Facing anti-Semitism at her California school, this Jewish teen takes matters into her own hands

Michele Chabin

Michaela Weinstein: “Education is the biggest way to cure ignorance.” (Diller Foundation)

This story is sponsored by the Helen Diller Family Foundation.

When Michaela Weinstein first encountered racist and anti-Semitic slurs at her California high school, she felt sick to her stomach. 

Students at Albany High School, in the San Francisco Bay Area, were drawing swastikas on schoolbooks and posting photos on Instagram comparing black women to gorillas. Even two years later, anti-Semitism has remained a problem at the school: This fall, the outside walls of Weinstein’s school gym were spray-painted with hate-filled graffiti.

“There were different slurs, anti-Semitic comments, the F-word, the N-word, and the words ‘Swastika = good,’” Weinstein said. “Another one said, ‘Get out of our country’ and ‘Free Hitler.’”
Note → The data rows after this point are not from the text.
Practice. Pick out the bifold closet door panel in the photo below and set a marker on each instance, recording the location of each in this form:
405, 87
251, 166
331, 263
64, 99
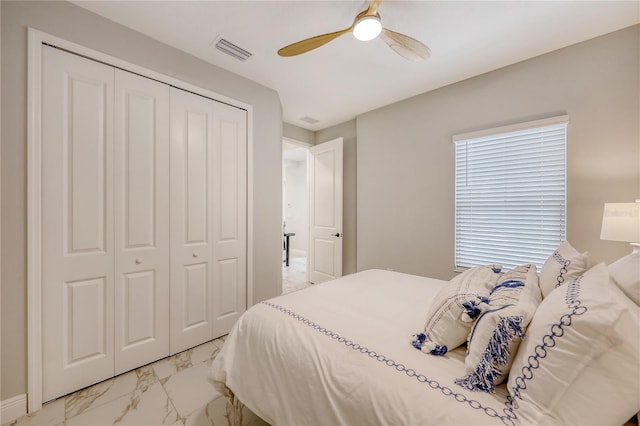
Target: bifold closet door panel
141, 180
229, 217
77, 222
192, 197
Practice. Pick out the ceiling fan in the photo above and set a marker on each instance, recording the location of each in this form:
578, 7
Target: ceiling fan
366, 26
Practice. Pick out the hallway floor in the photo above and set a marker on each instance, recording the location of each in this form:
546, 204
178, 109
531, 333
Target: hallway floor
294, 276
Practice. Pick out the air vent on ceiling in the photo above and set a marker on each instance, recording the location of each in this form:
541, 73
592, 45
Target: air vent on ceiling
309, 120
233, 50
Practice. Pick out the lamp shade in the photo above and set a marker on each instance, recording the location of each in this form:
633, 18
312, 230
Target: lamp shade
621, 222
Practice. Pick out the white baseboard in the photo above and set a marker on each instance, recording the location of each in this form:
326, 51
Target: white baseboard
13, 408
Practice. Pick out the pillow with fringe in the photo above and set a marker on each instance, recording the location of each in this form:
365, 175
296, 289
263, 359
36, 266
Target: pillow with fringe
448, 320
497, 332
565, 264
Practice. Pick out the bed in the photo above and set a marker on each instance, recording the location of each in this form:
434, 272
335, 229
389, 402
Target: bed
339, 353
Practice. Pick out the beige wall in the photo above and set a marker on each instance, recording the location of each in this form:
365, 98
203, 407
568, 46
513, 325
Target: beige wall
347, 131
80, 26
296, 133
405, 165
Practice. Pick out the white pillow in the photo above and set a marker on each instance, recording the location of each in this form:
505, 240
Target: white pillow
626, 274
565, 264
496, 334
580, 361
445, 328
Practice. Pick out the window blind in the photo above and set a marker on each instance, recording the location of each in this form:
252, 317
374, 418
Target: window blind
510, 194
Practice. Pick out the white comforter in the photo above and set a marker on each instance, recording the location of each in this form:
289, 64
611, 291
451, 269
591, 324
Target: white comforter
339, 353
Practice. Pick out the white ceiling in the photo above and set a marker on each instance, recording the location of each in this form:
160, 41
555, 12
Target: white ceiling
346, 77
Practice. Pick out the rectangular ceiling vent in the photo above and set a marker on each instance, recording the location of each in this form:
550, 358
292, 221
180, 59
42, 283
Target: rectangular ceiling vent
233, 50
309, 120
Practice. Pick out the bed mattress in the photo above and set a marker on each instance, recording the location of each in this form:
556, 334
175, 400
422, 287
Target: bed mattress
338, 353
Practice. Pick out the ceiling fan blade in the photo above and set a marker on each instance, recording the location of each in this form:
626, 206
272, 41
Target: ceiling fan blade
311, 43
373, 7
405, 46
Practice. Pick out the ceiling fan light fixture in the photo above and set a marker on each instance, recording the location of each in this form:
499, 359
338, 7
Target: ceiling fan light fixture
367, 28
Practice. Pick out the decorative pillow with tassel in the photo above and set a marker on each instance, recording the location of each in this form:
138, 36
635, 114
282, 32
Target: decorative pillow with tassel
454, 308
496, 334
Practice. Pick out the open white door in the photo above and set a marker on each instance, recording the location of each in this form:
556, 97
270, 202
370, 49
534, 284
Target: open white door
325, 211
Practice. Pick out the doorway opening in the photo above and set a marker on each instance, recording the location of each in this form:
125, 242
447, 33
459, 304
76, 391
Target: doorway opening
295, 216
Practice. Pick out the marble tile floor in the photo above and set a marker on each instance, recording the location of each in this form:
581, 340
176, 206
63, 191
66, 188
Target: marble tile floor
294, 276
174, 391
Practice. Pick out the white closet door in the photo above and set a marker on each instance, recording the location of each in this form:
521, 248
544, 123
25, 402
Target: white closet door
77, 222
141, 179
192, 150
229, 217
208, 218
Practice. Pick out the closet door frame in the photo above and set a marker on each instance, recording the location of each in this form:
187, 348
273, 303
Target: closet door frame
36, 39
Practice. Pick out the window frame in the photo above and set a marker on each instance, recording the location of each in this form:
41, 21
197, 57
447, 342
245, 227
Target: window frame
496, 133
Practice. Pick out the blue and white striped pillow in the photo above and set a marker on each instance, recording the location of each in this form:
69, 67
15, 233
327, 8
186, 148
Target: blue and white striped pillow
447, 327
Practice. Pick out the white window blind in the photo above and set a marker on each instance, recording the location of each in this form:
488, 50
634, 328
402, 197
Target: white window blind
510, 195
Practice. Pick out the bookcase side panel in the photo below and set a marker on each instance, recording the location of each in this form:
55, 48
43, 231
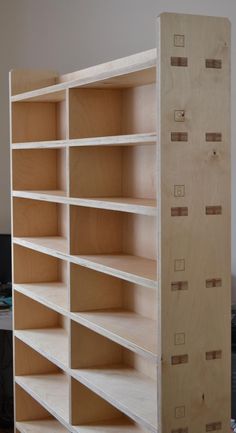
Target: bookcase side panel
194, 86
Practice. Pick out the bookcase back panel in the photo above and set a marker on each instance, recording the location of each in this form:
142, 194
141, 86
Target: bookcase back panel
39, 169
113, 171
104, 112
30, 362
38, 219
38, 121
96, 231
33, 267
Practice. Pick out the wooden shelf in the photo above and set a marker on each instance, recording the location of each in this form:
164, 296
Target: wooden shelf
51, 294
113, 140
52, 245
50, 390
124, 327
41, 426
53, 426
128, 390
131, 268
131, 205
116, 140
51, 144
134, 70
53, 343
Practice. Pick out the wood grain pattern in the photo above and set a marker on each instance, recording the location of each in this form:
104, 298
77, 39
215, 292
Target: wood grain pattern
121, 239
204, 168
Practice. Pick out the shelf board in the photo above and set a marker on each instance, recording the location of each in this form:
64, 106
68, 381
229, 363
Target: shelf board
56, 196
41, 426
51, 294
121, 425
116, 140
132, 205
55, 246
57, 144
133, 70
52, 343
128, 390
135, 269
50, 390
113, 140
129, 329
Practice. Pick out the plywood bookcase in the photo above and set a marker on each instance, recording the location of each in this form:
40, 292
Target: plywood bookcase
121, 239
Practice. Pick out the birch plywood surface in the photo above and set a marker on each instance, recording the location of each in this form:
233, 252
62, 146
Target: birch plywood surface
195, 247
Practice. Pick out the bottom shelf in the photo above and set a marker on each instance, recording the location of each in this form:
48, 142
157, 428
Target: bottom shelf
52, 392
41, 426
132, 392
53, 426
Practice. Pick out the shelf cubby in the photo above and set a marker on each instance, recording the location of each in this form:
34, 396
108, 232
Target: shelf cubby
31, 417
115, 177
39, 121
113, 111
120, 243
120, 376
42, 171
42, 380
122, 311
41, 277
44, 224
43, 329
94, 414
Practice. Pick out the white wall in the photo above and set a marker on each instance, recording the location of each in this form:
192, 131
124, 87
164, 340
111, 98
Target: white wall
67, 35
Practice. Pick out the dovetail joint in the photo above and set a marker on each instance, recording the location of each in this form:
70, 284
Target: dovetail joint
213, 210
214, 354
179, 211
214, 282
213, 426
179, 285
179, 61
179, 359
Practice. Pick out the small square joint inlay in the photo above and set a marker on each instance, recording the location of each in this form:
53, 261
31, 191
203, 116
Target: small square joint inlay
214, 282
180, 430
179, 265
213, 63
180, 412
179, 115
179, 40
179, 190
179, 359
179, 339
213, 426
179, 136
179, 61
213, 210
214, 354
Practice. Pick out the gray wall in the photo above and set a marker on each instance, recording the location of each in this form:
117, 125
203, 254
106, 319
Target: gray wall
67, 35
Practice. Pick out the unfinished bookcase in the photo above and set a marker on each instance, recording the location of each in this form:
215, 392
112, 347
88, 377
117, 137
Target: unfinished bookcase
121, 239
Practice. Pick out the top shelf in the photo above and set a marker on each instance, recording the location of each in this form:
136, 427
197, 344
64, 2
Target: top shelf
130, 71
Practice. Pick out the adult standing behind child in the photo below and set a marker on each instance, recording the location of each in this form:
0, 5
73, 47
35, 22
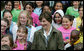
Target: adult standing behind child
66, 27
38, 9
73, 10
74, 43
57, 18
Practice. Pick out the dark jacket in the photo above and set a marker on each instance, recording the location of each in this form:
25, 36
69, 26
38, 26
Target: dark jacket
55, 41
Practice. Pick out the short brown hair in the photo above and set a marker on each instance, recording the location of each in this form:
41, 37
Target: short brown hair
10, 38
47, 15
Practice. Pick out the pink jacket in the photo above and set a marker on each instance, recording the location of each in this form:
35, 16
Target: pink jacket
66, 32
20, 46
36, 21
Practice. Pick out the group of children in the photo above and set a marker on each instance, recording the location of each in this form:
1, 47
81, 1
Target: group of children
18, 24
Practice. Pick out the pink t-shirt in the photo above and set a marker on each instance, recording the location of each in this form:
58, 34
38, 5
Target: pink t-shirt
36, 21
20, 46
66, 32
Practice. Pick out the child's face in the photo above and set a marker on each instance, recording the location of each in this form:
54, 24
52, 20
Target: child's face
5, 40
8, 16
39, 3
8, 6
23, 19
74, 38
46, 8
29, 8
44, 23
16, 4
3, 26
75, 3
21, 35
58, 6
66, 23
58, 18
81, 12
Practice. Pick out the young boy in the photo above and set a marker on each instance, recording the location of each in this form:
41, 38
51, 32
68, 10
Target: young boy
74, 42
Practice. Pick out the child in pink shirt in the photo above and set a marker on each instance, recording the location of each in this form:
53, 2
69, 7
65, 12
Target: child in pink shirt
66, 28
29, 7
21, 41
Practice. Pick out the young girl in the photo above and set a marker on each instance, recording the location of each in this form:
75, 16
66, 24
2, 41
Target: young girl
7, 40
38, 9
77, 21
16, 11
9, 5
22, 21
8, 15
66, 27
46, 8
21, 43
4, 26
73, 10
74, 43
57, 6
29, 7
57, 18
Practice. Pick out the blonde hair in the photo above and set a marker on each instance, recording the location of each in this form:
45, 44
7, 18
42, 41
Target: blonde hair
23, 12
Weinstein and her classmate Melia Oliver decided to take action not long after they first encountered the problem. They and some friends created SPEAK, a program designed to encourage young people to identify and fight bigotry.

What makes this program unique is that the facilitators are high school students, who present workshops on social justice and empathy to fifth-graders in the local public school district. Weinstein and her group designed a curriculum for third-, fourth- and fifth-graders that focuses on combating prejudice and discrimination.
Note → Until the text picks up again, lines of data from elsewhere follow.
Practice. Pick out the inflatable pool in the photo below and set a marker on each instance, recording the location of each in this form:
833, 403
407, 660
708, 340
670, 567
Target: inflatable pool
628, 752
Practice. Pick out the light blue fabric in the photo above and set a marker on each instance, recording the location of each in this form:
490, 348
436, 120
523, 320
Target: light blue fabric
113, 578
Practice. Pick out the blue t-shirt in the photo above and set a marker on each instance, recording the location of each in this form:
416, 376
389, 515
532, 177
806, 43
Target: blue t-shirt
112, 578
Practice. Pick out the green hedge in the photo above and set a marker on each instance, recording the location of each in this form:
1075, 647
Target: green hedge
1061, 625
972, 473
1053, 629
“We realized there was something about our education system that we needed to fix,” she said. “There was apathy, and I think a lot of the things perpetrated at our school were done out of sheer ignorance about social issues. Education is the biggest way to cure ignorance.”

On a recent morning, Weinstein, 16, visited a class of fifth-graders at a local school. She talked about racism and its historical manifestations, and then asked the students whether they had ever experienced racism themselves.

Five students raised their hands.

“They’re 9 and 10 years old and they’ve already lived with anti-Asian and anti-black racism,” Weinstein said. “It’s easy to sweep bigotry under the rug because adults don’t want to acknowledge that kids are going through this. But they are and they want to talk about it.”

The SPEAK leadership team (Diller Foundation)

SPEAK’s curriculum calls for teen facilitators to explain what prejudice is and that everyone has prejudices. It helps the children identify prejudice – their own and others’ – and to work against it. The coordinators share examples of prejudice they or loved ones have experienced. They also talk with the students about how to try to stop prejudice in their communities.

“When your peers say something that you don’t feel is right, find it within yourself to SPEAK up against that and politely tell them why you don’t like WHAT (that) they said,” the SPEAK curriculum says. “If we all work to improve ourselves, our world will change for the better.”

Many of the school district’s educators have embraced the program.

“Michaela’s work is key to creating a more inclusive culture,” said Darren McNally, coordinator of alternative education at Albany High. “As adults, it can be easy to forget that culture is often something that is communicated from student to student. Having older students intentionally ask what kind of schools they want to have, and then work to create it, is huge.”

Earlier this year, Weinstein was awarded a 2018 Diller Teen Tikkun Olam award, which honors Jewish teens aged 13 to 19 for living the Jewish principle of tikkun olam – repairing the world and making it a better place. She and the 14 other winners each received a $36,000 grant from the Helen Diller Family Foundation to foster their leadership.

Weinstein says Judaism was the impetus for her first foray into social justice.

Prior to her bat mitzvah, she researched sex trafficking and discovered that Oakland, California, is one of the biggest sex-trafficking hubs in the United States. She spoke about it at her bat mitzvah.

“Being Jewish gave me my first taste of activism,” she said. “This was the first time I spoke publicly and took leadership.”

Weinstein credits the Jewish communities in her life – the Jewish summer camp Kee Tov and the socially conscious Chochmat HaLev synagogue in Berkeley – for nurturing her activist impulses.

She said that while she appreciated the funding that comes with the Diller Teen award, the real gift has been the opportunity to meet other young, driven Jewish teens who have a passion for social justice during the retreat the foundation ran for award winners.

“I was able to make really amazing bonds with other recipients,” Weinstein said. “It can be a difficult task to go on in a world that feels so demeaning of so many people and full of hate. But when I’m surrounded by people who have a passion for tikkun olam, I’m able to get feedback and have a support system. It makes the task bearable.”